The air in her lungs seemed to evaporate. Three years. Three years of a quiet, sterile marriage, of maintaining the flawless image of Clark Saunders' wife. She had told herself the polite distance, the lack of touch, was his form of respect.
Now she knew. It was revulsion.
Hidden by the deep shadows of the rose bushes, she saw them. Clark stood with his back to her, his shoulders slumped in a way she'd never seen. Opposite him, his best friend, Blake Sterling, wore a grim expression.
"Then why did you marry Anabel?"
Blake's question hung in the air, sharp and direct. It was the one she'd never dared to form herself.

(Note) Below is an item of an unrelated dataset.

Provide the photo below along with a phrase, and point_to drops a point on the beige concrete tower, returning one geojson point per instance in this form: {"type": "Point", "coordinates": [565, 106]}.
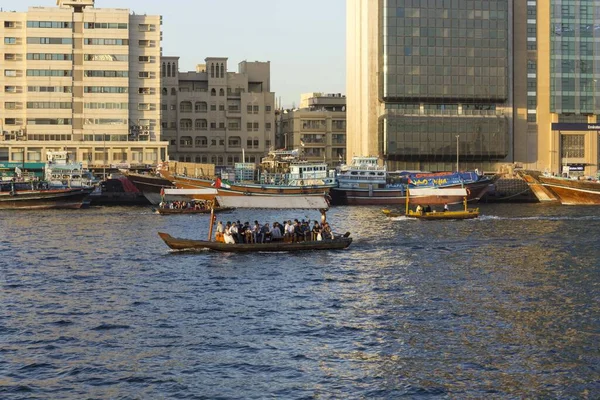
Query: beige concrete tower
{"type": "Point", "coordinates": [362, 77]}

Clark's laugh was a harsh, broken thing. "The trust. You know the terms. And I had to stay here, in this house. Kathryn... after Aidan died, she was falling apart. I had to be here to protect her."
Protect her.
The word wasn't a sharp impact. It was a slow saturation, seeping into every memory. The occasional thoughtful gestures, the birthday gifts chosen by his assistant, the rare, tired smiles-all of it a performance. A lie constructed to keep his place in this house, to guard his brother's widow.
His true love.
Her fingers curled into her palms. The short, clean nails dug into her skin, the sting a distant anchor. She was a piece of furniture in their story. A functional object in the grand, tragic love story of Clark and Kathryn Saunders.

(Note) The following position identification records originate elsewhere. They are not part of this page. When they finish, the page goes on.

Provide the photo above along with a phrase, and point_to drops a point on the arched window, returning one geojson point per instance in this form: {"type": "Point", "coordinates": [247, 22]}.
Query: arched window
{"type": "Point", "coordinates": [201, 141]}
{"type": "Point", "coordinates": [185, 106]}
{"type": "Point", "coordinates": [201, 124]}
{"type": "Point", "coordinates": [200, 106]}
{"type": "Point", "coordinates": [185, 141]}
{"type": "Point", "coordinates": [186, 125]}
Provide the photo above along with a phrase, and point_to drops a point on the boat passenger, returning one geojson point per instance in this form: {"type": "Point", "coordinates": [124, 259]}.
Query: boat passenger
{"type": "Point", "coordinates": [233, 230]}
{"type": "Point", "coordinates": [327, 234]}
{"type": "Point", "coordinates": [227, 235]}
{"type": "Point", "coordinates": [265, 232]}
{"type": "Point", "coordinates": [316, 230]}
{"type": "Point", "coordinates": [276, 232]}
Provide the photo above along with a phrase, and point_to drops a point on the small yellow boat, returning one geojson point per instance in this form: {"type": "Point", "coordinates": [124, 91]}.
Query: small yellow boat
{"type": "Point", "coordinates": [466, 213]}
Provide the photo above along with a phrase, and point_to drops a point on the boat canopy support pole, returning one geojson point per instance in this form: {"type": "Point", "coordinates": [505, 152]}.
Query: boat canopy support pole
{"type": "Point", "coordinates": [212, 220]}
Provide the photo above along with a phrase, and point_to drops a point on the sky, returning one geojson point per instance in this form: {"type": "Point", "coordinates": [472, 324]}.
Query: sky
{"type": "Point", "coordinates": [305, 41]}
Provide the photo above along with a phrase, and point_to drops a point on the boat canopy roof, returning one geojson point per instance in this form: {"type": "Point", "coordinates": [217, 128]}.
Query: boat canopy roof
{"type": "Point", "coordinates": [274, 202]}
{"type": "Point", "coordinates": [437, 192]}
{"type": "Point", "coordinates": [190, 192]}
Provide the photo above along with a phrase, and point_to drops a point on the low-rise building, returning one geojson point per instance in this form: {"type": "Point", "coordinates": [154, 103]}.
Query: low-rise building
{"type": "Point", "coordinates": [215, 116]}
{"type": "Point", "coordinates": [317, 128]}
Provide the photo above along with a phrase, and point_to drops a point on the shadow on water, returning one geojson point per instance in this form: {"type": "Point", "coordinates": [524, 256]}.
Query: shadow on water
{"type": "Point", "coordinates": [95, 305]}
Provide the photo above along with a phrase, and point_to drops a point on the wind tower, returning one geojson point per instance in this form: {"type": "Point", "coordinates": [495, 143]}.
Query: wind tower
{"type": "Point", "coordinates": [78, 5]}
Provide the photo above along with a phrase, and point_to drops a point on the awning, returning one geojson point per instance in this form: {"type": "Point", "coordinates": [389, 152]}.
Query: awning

The stone sculpture of a weeping angel felt cold and unyielding against her back as she leaned against it. She needed to be sick. She needed to scream.
Instead, she drew one deep, shuddering breath.
Then another.
She straightened her spine, smoothed the front of her black silk dress, and stepped out from the shadows.
The crunch of her heels on the gravel path made both men jolt. Clark's face was a mask of shock, his eyes wide with a flicker of panic.
"Clark," she said. Her voice was impossibly calm, a flat, dead thing. "Let's get a divorce."
"Ana?" He took a step toward her, his expression shifting to bewildered concern. "What are you talking about? What kind of day is it to say something like that?"
He wasn't asking why. He was scolding her for her timing. For disrupting the sanctity of his grief.
Before she could answer, the head butler, Maria, rushed onto the terrace, her face pale.
"Mr. Saunders! It's Miss Kathryn! She's fainted in her room!"
Clark's face transformed. The confusion, the mild irritation-all of it vanished, replaced by raw, undiluted terror. He didn't say another word to Anabel. He didn't even look at her.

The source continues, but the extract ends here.